The Reserve Bank of India (RBI) announced its fourth bi-monthly monetary policy for FY25 today, October 9. The RBI’s rate-setting committee (MPC) kept the benchmark repo rate unchanged at 6.5% for the tenth straight meeting. However, RBI maintains the status quo on policy rates, but changes its stance to Neutral from ‘withdrawal of accommodation’; GDP for FY25 projected at 7.2%
Withdrawal of accommodation means reducing the money supply in the system which will rein in inflation, while a “neutral stance” gives the RBI the flexibility to adjust interest rates based on inflation.
The RBI’s policy stance is important because it helps the bank balance the need to support domestic growth with the need to control inflation. RBI has maintained a withdrawal of accommodation stance since June 2022, to ensure that inflation remains within target, going forward while supporting growth.

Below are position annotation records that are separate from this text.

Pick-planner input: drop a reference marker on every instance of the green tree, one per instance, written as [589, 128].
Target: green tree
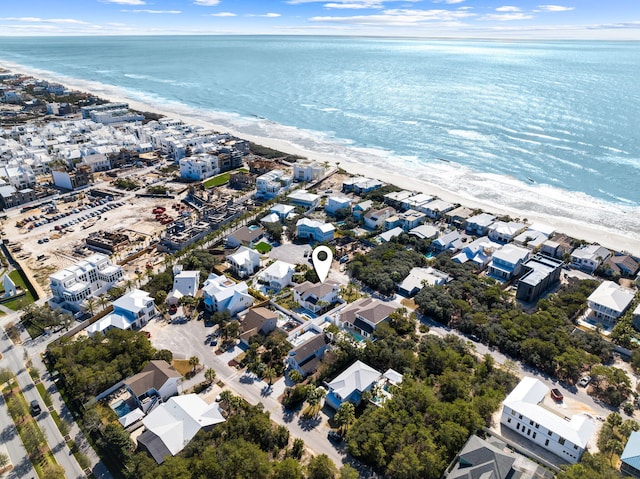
[321, 467]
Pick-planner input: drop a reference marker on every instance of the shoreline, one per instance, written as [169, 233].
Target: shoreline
[538, 209]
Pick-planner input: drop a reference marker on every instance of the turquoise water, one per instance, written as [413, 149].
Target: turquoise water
[546, 127]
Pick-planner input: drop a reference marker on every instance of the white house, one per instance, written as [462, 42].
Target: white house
[504, 232]
[522, 412]
[610, 301]
[222, 294]
[335, 203]
[307, 170]
[244, 262]
[315, 297]
[199, 167]
[131, 311]
[478, 251]
[172, 425]
[506, 263]
[277, 276]
[185, 283]
[589, 257]
[91, 276]
[314, 230]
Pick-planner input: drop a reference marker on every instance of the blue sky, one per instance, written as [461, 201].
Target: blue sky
[548, 19]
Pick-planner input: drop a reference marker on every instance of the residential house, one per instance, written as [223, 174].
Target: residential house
[131, 311]
[436, 209]
[171, 426]
[90, 277]
[621, 264]
[156, 383]
[364, 315]
[451, 241]
[479, 251]
[418, 278]
[630, 457]
[198, 167]
[244, 262]
[283, 211]
[316, 296]
[540, 273]
[506, 263]
[491, 459]
[351, 383]
[610, 301]
[425, 232]
[257, 321]
[224, 295]
[306, 357]
[335, 203]
[277, 276]
[523, 413]
[375, 218]
[247, 236]
[587, 258]
[505, 231]
[361, 208]
[306, 170]
[185, 283]
[314, 230]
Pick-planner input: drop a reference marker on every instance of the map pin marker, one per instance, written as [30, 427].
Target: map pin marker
[322, 257]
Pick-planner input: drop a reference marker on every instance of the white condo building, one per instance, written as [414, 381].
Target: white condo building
[89, 277]
[523, 413]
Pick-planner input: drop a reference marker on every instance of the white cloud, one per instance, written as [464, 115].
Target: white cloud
[507, 17]
[554, 8]
[43, 20]
[398, 17]
[126, 2]
[159, 12]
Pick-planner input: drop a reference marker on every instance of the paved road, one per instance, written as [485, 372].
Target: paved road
[186, 340]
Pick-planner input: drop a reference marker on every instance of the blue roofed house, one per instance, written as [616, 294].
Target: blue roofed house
[351, 383]
[131, 311]
[630, 458]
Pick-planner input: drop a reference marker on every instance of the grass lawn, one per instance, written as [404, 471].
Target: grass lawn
[19, 303]
[263, 248]
[217, 180]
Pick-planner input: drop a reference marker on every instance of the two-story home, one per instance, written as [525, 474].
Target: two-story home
[222, 294]
[305, 358]
[89, 277]
[587, 258]
[277, 276]
[131, 311]
[505, 231]
[375, 218]
[523, 413]
[316, 296]
[244, 262]
[506, 263]
[314, 230]
[364, 315]
[156, 383]
[609, 301]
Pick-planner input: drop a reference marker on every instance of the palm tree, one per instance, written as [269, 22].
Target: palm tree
[193, 362]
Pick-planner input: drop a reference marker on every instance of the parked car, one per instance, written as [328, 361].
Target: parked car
[35, 408]
[584, 381]
[556, 395]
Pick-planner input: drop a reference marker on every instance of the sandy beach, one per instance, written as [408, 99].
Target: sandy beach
[612, 232]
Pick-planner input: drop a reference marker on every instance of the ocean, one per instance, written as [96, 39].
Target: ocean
[549, 127]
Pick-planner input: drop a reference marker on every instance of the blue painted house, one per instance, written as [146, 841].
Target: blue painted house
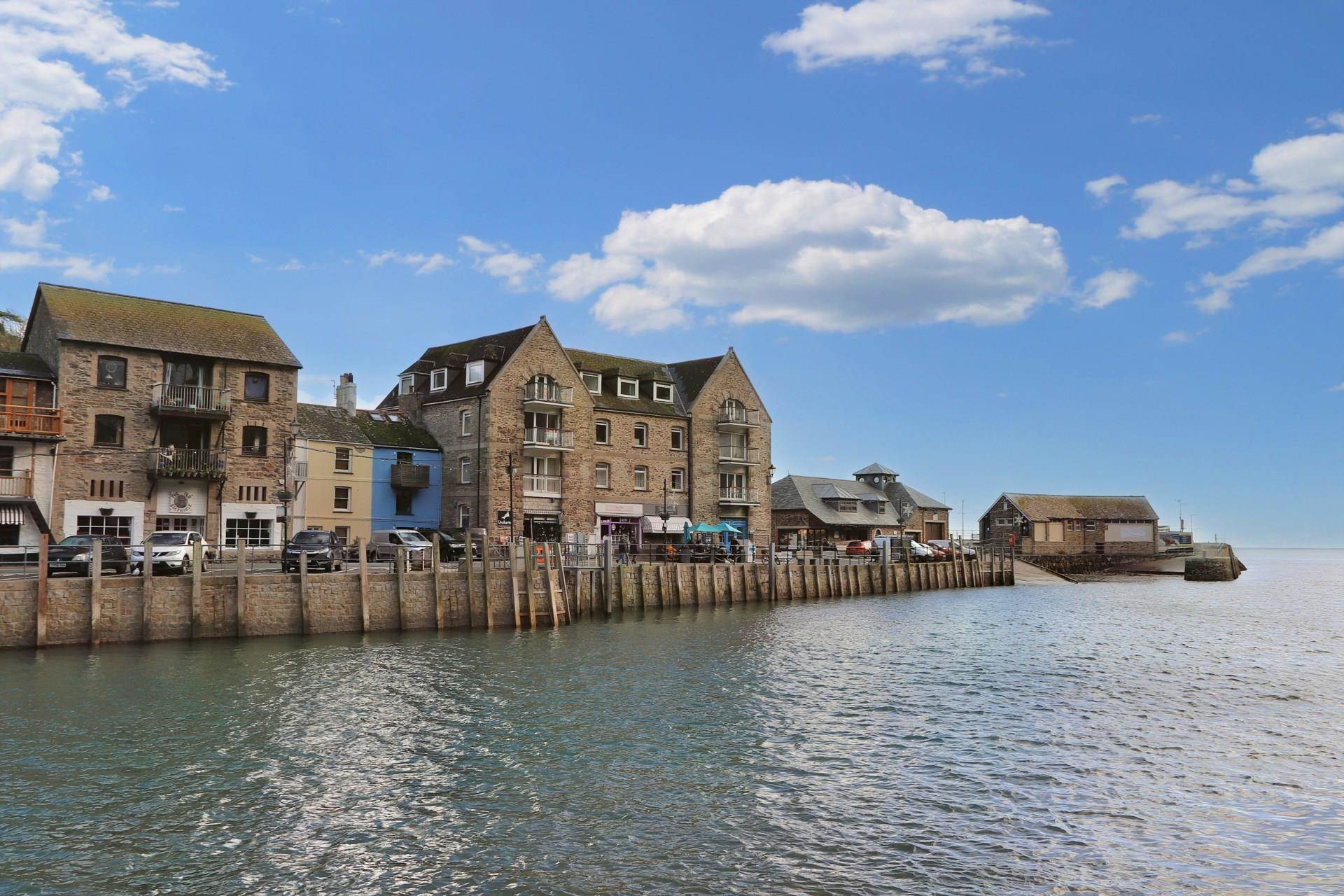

The current reserve ratios and key policy rates which remain unchanged are as under.
CRR (Cash Reserve Ratio) (I-CRR) of 10 per cent on the increase in NDTL From August 2023. | 4.50% |
SLR (Statutory Liquidity Ratio) | 18.00 % |
Repo Rate | 6.50% |
Standing Deposit facility (SDF)* | 6.25% |
Reverse Repo Rate | 3.35% |
Bank Rate | 6.75% |
MSF Rate (Marginal Standing Facility Rate) | 6.75% |
*SDF is the new floor for policy rates introduced by RBI in April 2022, as a mechanism to curb inflation by absorbing liquidity. The SDF rate is applied for which banks park their excess funds with the RBI without any collateral. However, the earlier system of reverse repo rate will remain as part of RBI’s toolkit and its operation will be at the discretion of the RBI for purposes specified from time to time, according to RBI’s announcement. This move of RBI makes the reverse repo rate redundant for now.